I have the following terraform to configure a cloudwatch alert, which should trigger if the desired count of an ecs task is greater than the running count:
resource "aws_cloudwatch_metric_alarm" "ecs_task_count_alarm" {
for_each = toset(var.ecs_services) # Converts list to a set to iterate over unique service names
alarm_name = "ECS_Tasks_Running_Check_${each.key}"
comparison_operator = "GreaterThanThreshold"
evaluation_periods = 1
threshold = 0
alarm_description = "Alarm if DesiredTaskCount is greater than the RunningTaskCount for the ECS service ${each.key}."
# Metric query for RunningTaskCount
metric_query {
id = "running_task_count"
metric {
metric_name = "RunningTaskCount"
namespace = "AWS/ECS"
period = 60 # 1 minute
stat = "Average"
dimensions = {
ClusterName = var.ecs_cluster_name
ServiceName = each.key
}
}
}
# Metric query for DesiredTaskCount
metric_query {
id = "desired_task_count"
metric {
metric_name = "DesiredTaskCount"
namespace = "AWS/ECS"
period = 60 # 1 minute
stat = "Average"
dimensions = {
ClusterName = var.ecs_cluster_name
ServiceName = each.key
}
}
}
# Math expression to check if RunningTaskCount is less than DesiredTaskCount
metric_query {
id = "number_of_tasks_we_want_but_arent_getting"
expression = "desired_task_count - running_task_count"
label = "Difference between Desired and Running Task Counts"
return_data = true
}
alarm_actions = [aws_sns_topic.sns_alarms.arn]
insufficient_data_actions = [aws_sns_topic.sns_alarms.arn]
ok_actions = [aws_sns_topic.sns_alarms.arn]
}
However the alert is reporting insufficient data.
ecs_services
is a list of the service names ["foo", "bar"]
ecs_cluster_name
is the name of the cluster this is running in
What am I missing?
Reporting insufficient data means that either that's a new metric, or the namespace or the metric name is wrong.
It looks like the issue is related to where you’re looking for the metrics.

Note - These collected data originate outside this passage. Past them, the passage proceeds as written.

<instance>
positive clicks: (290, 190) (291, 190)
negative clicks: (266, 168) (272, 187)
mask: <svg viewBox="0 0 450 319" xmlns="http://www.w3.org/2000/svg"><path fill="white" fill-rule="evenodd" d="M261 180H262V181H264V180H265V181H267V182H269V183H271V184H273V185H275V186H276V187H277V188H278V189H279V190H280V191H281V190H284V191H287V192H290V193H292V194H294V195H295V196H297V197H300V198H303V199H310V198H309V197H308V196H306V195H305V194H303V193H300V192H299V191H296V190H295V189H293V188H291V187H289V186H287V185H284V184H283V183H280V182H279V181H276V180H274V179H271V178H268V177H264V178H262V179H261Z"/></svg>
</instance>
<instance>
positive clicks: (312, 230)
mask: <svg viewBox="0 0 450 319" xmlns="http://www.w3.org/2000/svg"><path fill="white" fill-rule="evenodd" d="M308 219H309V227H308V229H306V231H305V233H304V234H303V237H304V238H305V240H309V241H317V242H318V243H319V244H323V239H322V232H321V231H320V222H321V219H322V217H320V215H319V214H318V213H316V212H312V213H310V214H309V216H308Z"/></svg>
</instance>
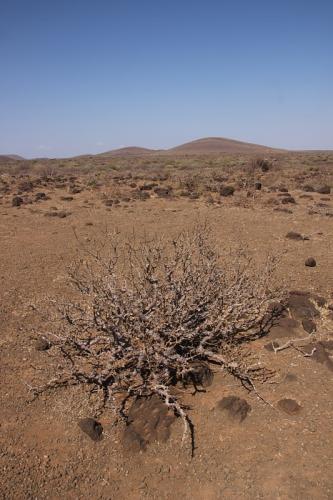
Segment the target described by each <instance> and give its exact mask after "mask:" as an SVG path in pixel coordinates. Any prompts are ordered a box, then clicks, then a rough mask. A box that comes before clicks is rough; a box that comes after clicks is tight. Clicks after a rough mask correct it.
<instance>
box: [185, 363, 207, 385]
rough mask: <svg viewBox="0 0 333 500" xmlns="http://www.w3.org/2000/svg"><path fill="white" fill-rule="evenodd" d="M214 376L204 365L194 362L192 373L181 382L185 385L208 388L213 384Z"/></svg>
mask: <svg viewBox="0 0 333 500" xmlns="http://www.w3.org/2000/svg"><path fill="white" fill-rule="evenodd" d="M213 378H214V374H213V372H212V370H211V369H210V368H209V366H208V365H207V364H206V363H203V362H202V363H201V362H196V363H193V365H192V371H191V372H190V373H188V374H187V376H186V377H185V380H184V381H183V382H184V383H185V385H189V384H194V385H199V386H202V387H209V386H210V385H212V383H213Z"/></svg>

Let me explain:
The AWS/ECS namespace only includes two basic default metrics: MemoryUtilization and CPUUtilization. If you want to track task-level metrics like DesiredTaskCount and RunningTaskCount, you’ll need to check them under the ECS/ContainerInsights namespace. This is where all the task-level metrics are available.
A quick tip: always manually verify the correct namespace and metric names in the CloudWatch console before writing your code. This will save you a lot of time and help avoid issues like this.
Updated Code
Here’s how your Terraform configuration should look after making the necessary changes:
# Metric query for RunningTaskCount
metric_query {
id = "running_task_count"
metric {
metric_name = "RunningTaskCount"
namespace = "ECS/ContainerInsights"
period = 60 # 1 minute
stat = "Average"
dimensions = {
ClusterName = var.ecs_cluster_name
ServiceName = each.key
}
}
}
# Metric query for DesiredTaskCount
metric_query {
id = "desired_task_count"
metric {
metric_name = "DesiredTaskCount"
namespace = "ECS/ContainerInsights"
period = 60 # 1 minute
stat = "Average"
dimensions = {
ClusterName = var.ecs_cluster_name
ServiceName = each.key
}
}
}